By creating a fictional landscape of invented countries on the actual continent of Africa, Peter Abrahams explores the challenges that new nations faced in reality as the independence movement swept Africa in the 1950s and 1960s. The nation he calls Panafrica is the primary site of struggles for power in the early decades of its independence, but Abrahams also considers that country’s relations with its neighbor, Pluralia. By focusing on a single ruler, Michael Udomo, Abrahams analyzes the dilemmas experienced by African intellectuals and politicians who had been raised within European colonial systems. His one-sided concentration on the male characters, however, which relegates women characters to supporting roles, is problematic.
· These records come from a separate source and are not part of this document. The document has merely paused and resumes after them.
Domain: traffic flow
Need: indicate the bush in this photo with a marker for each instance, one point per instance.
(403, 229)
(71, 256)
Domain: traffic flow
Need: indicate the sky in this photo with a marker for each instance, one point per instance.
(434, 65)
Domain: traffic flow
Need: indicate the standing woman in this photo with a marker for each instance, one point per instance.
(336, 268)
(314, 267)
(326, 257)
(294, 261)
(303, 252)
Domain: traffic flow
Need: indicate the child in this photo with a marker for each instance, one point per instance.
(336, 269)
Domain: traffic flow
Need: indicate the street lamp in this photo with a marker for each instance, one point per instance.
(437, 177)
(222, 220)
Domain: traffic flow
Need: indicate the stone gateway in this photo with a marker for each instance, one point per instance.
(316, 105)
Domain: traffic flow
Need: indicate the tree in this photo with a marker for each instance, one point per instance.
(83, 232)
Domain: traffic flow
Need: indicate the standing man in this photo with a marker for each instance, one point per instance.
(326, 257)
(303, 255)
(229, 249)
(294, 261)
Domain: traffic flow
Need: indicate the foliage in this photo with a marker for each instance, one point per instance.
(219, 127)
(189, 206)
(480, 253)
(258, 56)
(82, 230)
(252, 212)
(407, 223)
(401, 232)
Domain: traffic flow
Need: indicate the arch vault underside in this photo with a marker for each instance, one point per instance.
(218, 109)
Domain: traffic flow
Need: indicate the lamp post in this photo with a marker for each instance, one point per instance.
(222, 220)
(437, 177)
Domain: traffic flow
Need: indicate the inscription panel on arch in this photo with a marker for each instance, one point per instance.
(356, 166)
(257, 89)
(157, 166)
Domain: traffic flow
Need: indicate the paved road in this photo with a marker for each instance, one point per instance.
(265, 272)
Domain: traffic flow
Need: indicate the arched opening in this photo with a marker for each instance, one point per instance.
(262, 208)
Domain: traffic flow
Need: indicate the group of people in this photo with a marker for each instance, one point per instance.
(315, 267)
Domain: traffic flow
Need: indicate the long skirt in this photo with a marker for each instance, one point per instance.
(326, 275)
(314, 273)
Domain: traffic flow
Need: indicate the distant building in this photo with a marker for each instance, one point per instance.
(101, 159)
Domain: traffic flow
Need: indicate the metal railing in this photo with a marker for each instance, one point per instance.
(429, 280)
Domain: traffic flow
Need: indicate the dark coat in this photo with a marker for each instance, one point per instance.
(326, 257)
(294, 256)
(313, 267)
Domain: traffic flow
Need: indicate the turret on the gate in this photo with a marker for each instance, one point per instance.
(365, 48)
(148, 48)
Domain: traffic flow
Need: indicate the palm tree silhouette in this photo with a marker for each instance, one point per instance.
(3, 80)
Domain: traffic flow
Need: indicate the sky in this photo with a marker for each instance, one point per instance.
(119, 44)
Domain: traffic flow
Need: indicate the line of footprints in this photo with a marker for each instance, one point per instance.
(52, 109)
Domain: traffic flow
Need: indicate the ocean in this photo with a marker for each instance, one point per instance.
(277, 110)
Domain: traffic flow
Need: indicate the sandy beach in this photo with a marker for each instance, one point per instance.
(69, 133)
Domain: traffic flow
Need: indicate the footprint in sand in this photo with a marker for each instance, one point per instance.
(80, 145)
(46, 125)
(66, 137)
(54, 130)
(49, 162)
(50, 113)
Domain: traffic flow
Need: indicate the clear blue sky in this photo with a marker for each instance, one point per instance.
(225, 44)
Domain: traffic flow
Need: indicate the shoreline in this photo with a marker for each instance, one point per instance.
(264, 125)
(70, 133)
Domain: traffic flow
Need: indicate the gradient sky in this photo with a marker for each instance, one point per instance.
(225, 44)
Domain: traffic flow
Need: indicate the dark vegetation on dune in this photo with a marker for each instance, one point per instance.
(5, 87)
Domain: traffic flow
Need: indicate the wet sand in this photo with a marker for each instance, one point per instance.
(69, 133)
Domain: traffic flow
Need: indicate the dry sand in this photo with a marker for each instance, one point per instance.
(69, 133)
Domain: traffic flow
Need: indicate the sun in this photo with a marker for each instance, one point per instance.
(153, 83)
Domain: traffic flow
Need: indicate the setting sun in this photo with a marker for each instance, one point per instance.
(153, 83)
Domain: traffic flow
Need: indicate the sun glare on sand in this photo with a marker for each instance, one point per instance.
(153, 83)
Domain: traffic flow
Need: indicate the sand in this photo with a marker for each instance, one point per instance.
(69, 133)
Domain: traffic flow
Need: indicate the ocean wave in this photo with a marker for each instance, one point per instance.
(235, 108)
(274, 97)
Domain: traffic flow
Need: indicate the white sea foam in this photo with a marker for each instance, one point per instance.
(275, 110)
Abrahams seems pessimistic about the political prospects of African self-rule, an attitude that often makes the novel a bitter pill to swallow and works against his successful realization of a creative work of fiction. The strengths and weaknesses of Abraham’s approach are contained within the singular focus on the new class of rulers. Udomo has many admirable characteristics, including a genuine desire for social improvement and economic development of the nation’s people. As a revolutionary leader, however, he is susceptible to the corruption than runs rampant through a country which lacks a tradition of democratic self-government. Abrahams presents an alternative—and equally unfeasible—approach to leadership: Tom Lanwood. This intellectual has been wholly immersed in an academic approach to political theory and, after decades in England, is no longer capable of understanding the changes Africa is undergoing.

The author tends to emphasize a general situation in which power corrupts the person who holds it, which leads him to make Michael Udomo a rather flat, stereotypical representative of that type rather than a fully formed individual. Similarly, the negative characteristics that the author emphasizes in Udomo’s rival, Davis Mhendi, stand for a type: the fervent, inflexible revolutionary. Udomo becomes such an ardent advocate of his political perspective that he justifies killing Mhendi as a way to achieve his ends.